Solving Hong Kong’s chronic housing shortage requires a broad approach
This article appeared originally in the South China Morning Post on 2 March, 2019.
Authors: Ryan Ip, Head of land and housing research ; Monte Mu, Assistant Researcher at the Public Policy Institute of Our Hong Kong Foundation
Two of the most important sources for Hong Kong’s medium to long-term housing supply are the Kwu Tung North and Fanling North New Development Areas (NDAs) in the northeast New Territories, especially for public housing. These areas are also key to the government’s multi-pronged approach to increasing land supply.
The Development Bureau recently submitted an application to the Legislative Council’s panel on development for HK$46.9 billion (US$6 billion) of funding for the main work, detailed design and special ex gratia cash allowance for the development of Kwu Tung North and Fanling North.
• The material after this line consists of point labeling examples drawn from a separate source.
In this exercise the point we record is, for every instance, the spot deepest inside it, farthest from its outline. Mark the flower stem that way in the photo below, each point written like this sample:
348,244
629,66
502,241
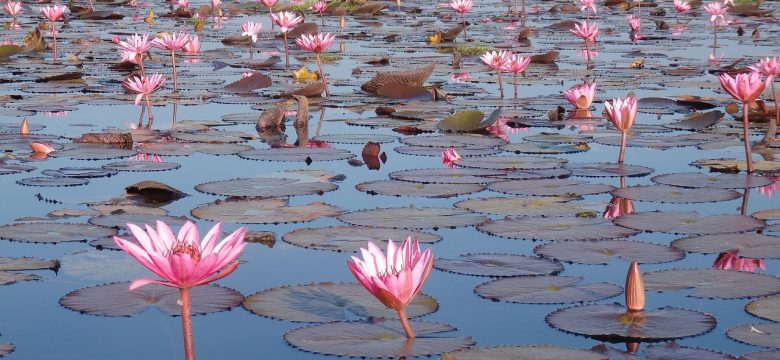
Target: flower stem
322,74
746,135
186,324
405,323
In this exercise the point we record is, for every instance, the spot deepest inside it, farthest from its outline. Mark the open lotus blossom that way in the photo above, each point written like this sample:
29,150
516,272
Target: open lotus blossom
681,6
53,13
449,156
517,64
497,61
622,113
396,279
286,21
731,260
581,95
770,67
317,43
13,8
183,261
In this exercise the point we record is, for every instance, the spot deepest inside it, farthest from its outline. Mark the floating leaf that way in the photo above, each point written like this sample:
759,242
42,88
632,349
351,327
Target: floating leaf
688,222
527,352
413,218
376,339
612,322
556,228
116,300
352,238
327,302
545,289
712,283
498,265
602,251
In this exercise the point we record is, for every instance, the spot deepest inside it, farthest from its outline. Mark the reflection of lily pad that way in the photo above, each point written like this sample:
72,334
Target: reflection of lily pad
712,283
545,289
527,352
602,251
376,339
413,218
612,322
498,265
749,245
688,222
326,302
352,238
116,300
556,228
674,194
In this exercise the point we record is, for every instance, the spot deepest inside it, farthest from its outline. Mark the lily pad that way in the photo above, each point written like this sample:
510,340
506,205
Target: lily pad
413,218
116,300
612,322
674,194
376,339
263,211
688,222
543,289
327,302
750,245
526,352
602,251
406,188
49,232
712,283
498,265
352,238
556,228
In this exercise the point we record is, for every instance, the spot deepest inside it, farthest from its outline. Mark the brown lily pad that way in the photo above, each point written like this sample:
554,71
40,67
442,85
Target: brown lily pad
327,302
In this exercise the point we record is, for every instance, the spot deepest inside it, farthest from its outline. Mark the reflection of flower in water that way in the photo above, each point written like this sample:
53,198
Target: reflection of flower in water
730,260
769,190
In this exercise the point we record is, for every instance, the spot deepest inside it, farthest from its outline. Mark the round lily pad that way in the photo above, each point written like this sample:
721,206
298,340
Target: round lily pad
550,187
141,166
749,245
509,163
413,218
526,352
602,251
49,232
326,302
116,300
297,154
556,228
263,211
761,334
674,194
724,181
612,322
688,222
266,187
498,265
52,181
543,289
352,238
531,206
449,176
407,188
376,339
607,170
712,283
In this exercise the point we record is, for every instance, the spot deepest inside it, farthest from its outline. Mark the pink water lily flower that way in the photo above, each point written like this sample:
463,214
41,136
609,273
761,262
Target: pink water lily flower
581,95
396,279
449,156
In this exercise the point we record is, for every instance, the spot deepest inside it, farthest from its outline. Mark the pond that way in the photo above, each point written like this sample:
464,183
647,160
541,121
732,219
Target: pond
533,229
As most panel members expressed support, the application entered the next stage of discussion at the public works subcommittee. This would signal concrete progress for this project which has already taken more than three decades.
The road to developing Kwu Tung North and Fanling North has been bumpy. Although the government’s “The Planning and Development Study on North East New Territories” in 1998 set out the early framework, the development process was interrupted when Hong Kong was hit by the financial crisis and then Sars.
In 2007, the government’s “Hong Kong 2030: Planning Vision and Strategy” document proposed developing the New Territories to help meet long-term housing needs. In 2008, the “North East New Territories New Development Areas Planning and Engineering Study” finally put the development of Kwu Tung North and Fanling North on the agenda. After some 10 years of research, planning, consultation and discussion, the project is ready to take off.
But the road ahead is still long. The Development Bureau estimated that if the project could get underway in the second half of this year, the main work would take 12 years, until 2031, to complete. The prolonged time frame will lead to uncertainties, so the government should redouble its effort to manage the project.
The bureau’s documents showed the project could supply a total of 71,800 units for more than 180,000 residents. The first phase will have 21,000 units, of which 86 per cent, or nearly 18,000, will be for public housing. This makes up 6 per cent of the 10-year supply target of 315,000 public housing units. The first homes are expected to be ready in 2023 at the soonest.
There are views meanwhile that the government should increase the land supply by resuming private land. It has in fact been doing just that. In the Kwu Tung North and Fanling North NDAs, 182 hectares of private land will be resumed, including 50 hectares of brownfield sites. Past experience suggests resistance from stakeholders should not be underestimated.
It is also important to realise that the cost of resuming private land is not lower than other options. Based on the HK$13.34 billion needed for acquisition and allowances, the cost of land in the NDAs is HK$1,824 per square foot, which is 30 per cent more expensive than the cost of reclamation for the proposed artificial islands off the east of Lantau Island – estimated to be HK$1,360 per square foot. Based on the 68 hectares of the first phase, the difference is HK$3.4 billion, enough to build 4,245 public housing units.
The shortage of public housing is a matter of urgency, now that the waiting time for public housing has reached an all-time high of 5.5 years on average. With nearly 50,000 units, the Kwu Tung North and Fanling North NDAs are essential to housing supply. But as a result of the lengthy development process, high costs, as well as the considerable amount of stakeholders involved, uncertainties exist in both planning and project work.
That is why relying on one measure to resolve our city’s housing and land shortage is not just inadequate, but also risky. The right way is for the government to adopt a multi-pronged approach to increasing the land supply, including reclamation off the east of Lantau Island, if it is to succeed in resolving the housing problem.